I was at a conference recently, and one of the speakers paraphrased a quote from George Washington:
Remember that it is the actions, and not the commission, that make the officer, and that there is more expected from him, than the title.
That quote has really stuck with me for some reason. The point that the speaker was making is that sometimes you need to exercise leadership beyond your immediate responsibility. You have to act as a leader through your influence and behavior even when it isn’t your job.
But it’s just as meaningful the other way (which is probably the way that George meant it). People who do have “the commission” aren’t automatically leaders. Or, not necessarily good ones.
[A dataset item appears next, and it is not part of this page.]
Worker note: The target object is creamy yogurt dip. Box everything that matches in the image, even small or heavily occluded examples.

I’ve been out of school for twenty years now, and I’ve had lots of bosses. Old and young, women and men, on-site and off-, and frankly, good and bad. A good leader (in this case, a good boss) is not just the person you work for. It’s the person who inspires you and makes you better — makes you want to be better — at what you do. If the actions make the leader, this is what I think those actions are:
Take seriously the fact that you are in a leadership position.
Treat employees with respect.
Trust your people. Assume the best unless given a reason to do otherwise.
Say thank you, often and sincerely.
Don’t let things fester. Address discord.
Give people as much as they can handle, and then maybe a little bit more.
Be as thoughtful about culture as you are about profit.
Be bosses, but be human. Know the right balance between the two.
Be willing to work as hard as you ask anyone else to work.
Let there be some fun. A beer at work isn’t going to kill anyone.
Bring your joy to your job.
It only took me about two minutes to write this list, and that’s because I’m working for two women who do all of this all the time. Thank you, Tracey and Amy. I learn something from you every day, and it is a pleasure.